Les belles-lettres sont d’ordinaire un champ de dispute ; elles sont, dans cette occasion, un champ de bataille. Il ne s’agit plus d’une plaisanterie gaie et innocente sur les dissections des géants, et sur la manière d’exalter son âme pour lire dans l’avenir :


Ludus enim genuit trepidum certamen et iram ;
Ira truces inimicitias et funebre bellum.

(Hor., lib. I, ep. xix, v. 48.)

Je ne dispute point quand il s’agit de poësie et d’éloquence : c’est une affaire de goût ; chacun a le sien ; je ne peux prouver à un homme que c’est lui qui a tort quand je l’ennuie.

Je réponds aux critiques quand il s’agit de philosophie ou d’histoire, parce qu’on peut, à toute force, dans ces matières, faire entendre raison à sept ou huit lecteurs qui prennent la peine de vous donner un quart d’heure d’attention. Je réponds quelquefois aux calomnies, parce qu’il y a plus de lecteurs des feuilles médisantes que des livres utiles.

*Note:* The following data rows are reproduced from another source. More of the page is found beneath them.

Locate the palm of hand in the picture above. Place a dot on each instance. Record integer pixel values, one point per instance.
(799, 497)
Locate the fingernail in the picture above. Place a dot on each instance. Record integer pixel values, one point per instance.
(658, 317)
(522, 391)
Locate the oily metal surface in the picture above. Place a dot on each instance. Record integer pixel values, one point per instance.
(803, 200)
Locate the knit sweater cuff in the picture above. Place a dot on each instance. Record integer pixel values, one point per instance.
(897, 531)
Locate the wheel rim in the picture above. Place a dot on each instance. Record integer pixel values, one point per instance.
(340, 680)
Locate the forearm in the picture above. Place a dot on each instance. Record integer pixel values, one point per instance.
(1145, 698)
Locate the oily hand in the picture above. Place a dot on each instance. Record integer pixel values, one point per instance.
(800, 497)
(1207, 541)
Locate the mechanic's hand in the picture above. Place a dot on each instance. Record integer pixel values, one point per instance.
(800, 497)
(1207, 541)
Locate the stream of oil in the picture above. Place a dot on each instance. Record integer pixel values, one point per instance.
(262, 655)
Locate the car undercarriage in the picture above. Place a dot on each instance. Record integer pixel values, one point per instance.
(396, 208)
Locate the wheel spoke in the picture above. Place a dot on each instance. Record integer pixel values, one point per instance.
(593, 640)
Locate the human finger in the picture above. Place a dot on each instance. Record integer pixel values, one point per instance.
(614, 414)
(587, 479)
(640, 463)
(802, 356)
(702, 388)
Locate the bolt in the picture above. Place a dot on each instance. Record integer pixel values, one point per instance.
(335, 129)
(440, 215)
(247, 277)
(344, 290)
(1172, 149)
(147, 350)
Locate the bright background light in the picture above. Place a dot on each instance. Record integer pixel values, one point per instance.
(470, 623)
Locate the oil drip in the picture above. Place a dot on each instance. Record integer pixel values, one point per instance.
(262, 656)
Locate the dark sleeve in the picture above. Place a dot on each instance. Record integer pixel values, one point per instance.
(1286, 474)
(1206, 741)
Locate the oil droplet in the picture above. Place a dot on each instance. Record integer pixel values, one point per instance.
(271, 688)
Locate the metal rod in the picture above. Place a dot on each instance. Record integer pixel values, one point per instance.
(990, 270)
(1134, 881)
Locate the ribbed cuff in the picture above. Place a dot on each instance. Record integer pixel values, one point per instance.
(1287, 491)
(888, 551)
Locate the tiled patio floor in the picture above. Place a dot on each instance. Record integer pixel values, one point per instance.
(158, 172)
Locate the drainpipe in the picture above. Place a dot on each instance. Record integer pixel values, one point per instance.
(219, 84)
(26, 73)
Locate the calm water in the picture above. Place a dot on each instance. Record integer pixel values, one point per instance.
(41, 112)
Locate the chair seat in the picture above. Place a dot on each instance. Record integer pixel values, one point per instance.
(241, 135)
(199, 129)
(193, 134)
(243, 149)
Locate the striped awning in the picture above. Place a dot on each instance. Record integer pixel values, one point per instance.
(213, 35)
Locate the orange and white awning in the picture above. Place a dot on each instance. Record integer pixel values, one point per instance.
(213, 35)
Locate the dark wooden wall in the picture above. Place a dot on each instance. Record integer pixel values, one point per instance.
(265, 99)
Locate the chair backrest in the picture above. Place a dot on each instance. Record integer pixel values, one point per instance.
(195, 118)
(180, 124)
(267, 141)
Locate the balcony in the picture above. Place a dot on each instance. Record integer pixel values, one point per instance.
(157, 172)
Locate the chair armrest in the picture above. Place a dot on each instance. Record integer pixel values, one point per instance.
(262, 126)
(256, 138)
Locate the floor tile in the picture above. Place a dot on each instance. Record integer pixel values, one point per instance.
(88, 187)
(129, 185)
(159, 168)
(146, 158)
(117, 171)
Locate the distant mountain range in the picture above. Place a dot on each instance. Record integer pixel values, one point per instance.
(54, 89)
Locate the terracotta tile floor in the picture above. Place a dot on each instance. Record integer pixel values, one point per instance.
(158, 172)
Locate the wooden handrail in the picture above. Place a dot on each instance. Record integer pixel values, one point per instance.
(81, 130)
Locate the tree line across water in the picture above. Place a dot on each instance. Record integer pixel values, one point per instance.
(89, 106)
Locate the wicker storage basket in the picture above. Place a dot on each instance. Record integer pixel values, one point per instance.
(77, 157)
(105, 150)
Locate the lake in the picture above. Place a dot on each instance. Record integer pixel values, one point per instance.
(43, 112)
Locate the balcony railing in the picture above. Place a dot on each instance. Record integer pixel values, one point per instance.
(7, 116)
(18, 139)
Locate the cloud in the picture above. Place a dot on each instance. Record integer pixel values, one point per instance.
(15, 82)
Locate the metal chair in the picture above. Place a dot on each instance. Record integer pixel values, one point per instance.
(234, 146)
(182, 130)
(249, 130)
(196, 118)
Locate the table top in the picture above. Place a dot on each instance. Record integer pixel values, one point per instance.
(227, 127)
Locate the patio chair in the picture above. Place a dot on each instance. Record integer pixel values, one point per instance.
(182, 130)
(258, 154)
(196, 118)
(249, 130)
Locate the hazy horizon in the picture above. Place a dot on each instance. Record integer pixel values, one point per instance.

Par exemple, monsieur, lorsqu’on imprime que j’ai donné avis à un auteur illustre[1] que vous vouliez écrire contre ses ouvrages, je réponds que vous êtes assez instruit par des preuves incontestahles que non-seulement cela est très-faux, mais que j’ai fait précisément le contraire.

Lorsqu’on ose insérer dans des feuilles périodiques que j’ai vendu mes ouvrages à trois ou quatre libraires d’Allemagne et de Hollande, je suis encore forcé de répondre qu’on a menti, et qu’il n’y a pas, dans ces pays, un seul libraire qui puisse dire que je lui aie jamais vendu le moindre manuscrit.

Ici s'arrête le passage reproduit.